The U.S. Department of Housing and Urban Development reported that homelessness dropped by nearly 4 percent from 2012 to 2013, according to HUD’s Annual Homeless Assessment Report to Congress, released in late November.

The report found that 610,000 people were homeless in January 2013. Sixty-five percent were in shelters; the rest were living outdoors, either on the street, in cars, or in tents. The 2013 figure is down 9 percent from 2007.

Some think the actual number of homeless is far greater because the HUD report does not include people “doubled up” with friends or relatives, those living short-term in motels, or those who simply evaded being counted.

A number that is not dropping is the number of homeless schoolchildren. The U.S. Department of Education found that the number of homeless kids increased by 10 percent in the 2012–13 school year over the previous year, to a record 1.2 million kids.

“The numbers are still going up,” said Eric Tars, director of human rights and children’s rights programs for the National Law Center on Homelessness and Poverty. “The recession is not over for the vast majority of people living at or near poverty in this country.”

Officials in more than half of 25 large and midsize cities agree. They reported a 3 percent rise in homelessness in 2013, according to a U.S. Conference of Mayors survey in December.

Moreover, cities expect homelessness to spike in 2014 because of looming federal funding cuts in food stamps and the end of long-term unemployment benefits after Christmas, which could push those barely making ends meet into homelessness.

There are some success stories. Efforts to get the chronically homeless and veterans off the streets have made significant headway.

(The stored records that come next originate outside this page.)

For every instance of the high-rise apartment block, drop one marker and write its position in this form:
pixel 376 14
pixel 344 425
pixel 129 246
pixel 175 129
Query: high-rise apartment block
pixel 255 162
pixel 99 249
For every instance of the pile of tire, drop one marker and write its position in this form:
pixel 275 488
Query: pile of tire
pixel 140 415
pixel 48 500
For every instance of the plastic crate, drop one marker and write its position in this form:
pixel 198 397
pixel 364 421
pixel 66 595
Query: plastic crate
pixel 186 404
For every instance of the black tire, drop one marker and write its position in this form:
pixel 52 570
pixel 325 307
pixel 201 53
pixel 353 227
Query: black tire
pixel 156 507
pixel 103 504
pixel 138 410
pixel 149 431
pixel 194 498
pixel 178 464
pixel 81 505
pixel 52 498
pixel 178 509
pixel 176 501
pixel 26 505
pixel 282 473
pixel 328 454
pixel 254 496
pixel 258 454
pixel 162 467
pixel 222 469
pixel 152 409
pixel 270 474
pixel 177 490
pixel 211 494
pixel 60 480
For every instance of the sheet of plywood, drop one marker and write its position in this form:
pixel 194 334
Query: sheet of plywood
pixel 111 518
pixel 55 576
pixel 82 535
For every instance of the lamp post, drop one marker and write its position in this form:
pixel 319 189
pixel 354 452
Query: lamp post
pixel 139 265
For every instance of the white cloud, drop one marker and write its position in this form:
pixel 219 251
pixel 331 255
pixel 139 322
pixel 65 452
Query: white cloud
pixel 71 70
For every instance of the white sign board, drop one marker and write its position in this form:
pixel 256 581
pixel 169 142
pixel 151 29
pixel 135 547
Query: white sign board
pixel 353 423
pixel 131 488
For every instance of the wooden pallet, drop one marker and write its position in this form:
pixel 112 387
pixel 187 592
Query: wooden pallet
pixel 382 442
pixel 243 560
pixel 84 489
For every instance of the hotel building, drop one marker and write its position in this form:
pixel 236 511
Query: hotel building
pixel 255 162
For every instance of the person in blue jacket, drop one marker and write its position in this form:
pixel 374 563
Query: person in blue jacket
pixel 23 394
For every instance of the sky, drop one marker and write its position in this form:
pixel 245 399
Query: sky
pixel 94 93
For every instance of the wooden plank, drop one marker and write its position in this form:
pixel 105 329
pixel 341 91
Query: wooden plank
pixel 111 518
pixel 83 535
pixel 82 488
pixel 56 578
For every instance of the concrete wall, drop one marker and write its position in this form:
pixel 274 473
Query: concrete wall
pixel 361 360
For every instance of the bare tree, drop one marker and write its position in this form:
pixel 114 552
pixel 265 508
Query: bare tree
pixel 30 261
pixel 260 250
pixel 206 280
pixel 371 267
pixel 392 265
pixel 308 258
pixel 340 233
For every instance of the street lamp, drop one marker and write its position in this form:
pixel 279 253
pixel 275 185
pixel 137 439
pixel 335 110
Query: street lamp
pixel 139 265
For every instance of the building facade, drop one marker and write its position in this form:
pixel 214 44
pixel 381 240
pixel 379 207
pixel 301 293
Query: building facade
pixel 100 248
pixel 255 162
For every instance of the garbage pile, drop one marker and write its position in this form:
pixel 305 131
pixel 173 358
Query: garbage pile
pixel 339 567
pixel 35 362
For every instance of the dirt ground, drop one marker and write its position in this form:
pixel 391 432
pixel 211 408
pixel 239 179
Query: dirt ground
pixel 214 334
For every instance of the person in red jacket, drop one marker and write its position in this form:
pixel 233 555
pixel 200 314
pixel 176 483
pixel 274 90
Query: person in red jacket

The number of homeless vets plummeted by 8 percent in 2013, down 24 percent from 2007, HUD said, as the government pushed to get disabled vets into permanent housing with services and to give short-term assistance to veterans undergoing hardship so they do not become homeless.

“There’s a lot of political will around veterans now,” Roman said.

Likewise, the number of chronically homeless people (defined as those without housing for at least a year or who have experienced homelessness at least four times in three years) decreased by 7 percent over the past year, a total 25 percent drop since 2007, with moves to get them into housing that offers supportive services such as mental health, drug rehabilitation, and job training.

“It shows that when you put resources in place, you can be on your way to eliminating homelessness,” Tars said. “But what’s being neglected is the overall housing crisis and housing homeless families in general.”

Advocates say more needs to be done to address high housing costs, the root cause of homelessness.

Several years of high foreclosure rates have meant millions of former home owners are now tenants, squeezing demand and boosting rents. Developers prefer to build high-end homes with bigger profit margins, while the federal government has cut its subsidized housing program for low-income people, known as Section 8.

“Housing costs are going up a lot more than incomes,” Roman said. “People are staying in shelters so they can save the first and last months’ rent.”

Homeless trends in the nation’s two largest cities where housing costs are exorbitant—New York and Los Angeles—underscore the need for affordable housing. Both cities saw big increases in their homeless populations over the past year, defying the national trend.

New York saw a 13 percent jump in its homeless population—to 64,000—in the past year, while Los Angeles saw its homeless population soar in January 2013 to 53,000, a 27 percent jump.

In Los Angeles, the large homeless population recently spurred the City Council to consider a ban on outdoor feeding of the homeless by charities because of litter and food safety concerns and to encourage them to go to shelters.

“That’s insane,” said Los Angeles homeless activist Jeff Page, known as “General Jeff” in downtown’s Skid Row, where 2,000 people bed down nightly in shelters and on sidewalks. “The shelters can’t handle the influx of people they have now.”

Activists called on the government to do more to help those stuck on the bottom rung of the country’s social ladder. One idea advocated by the National Law Center is to repurpose foreclosed, vacant homes to house homeless people.

“We think it’s absurd that there are so many homeless people and so many people-less homes,” Tars said. “Despite the economic recession, we are still the wealthiest country in the world. It’s simply unacceptable for homelessness to exist.”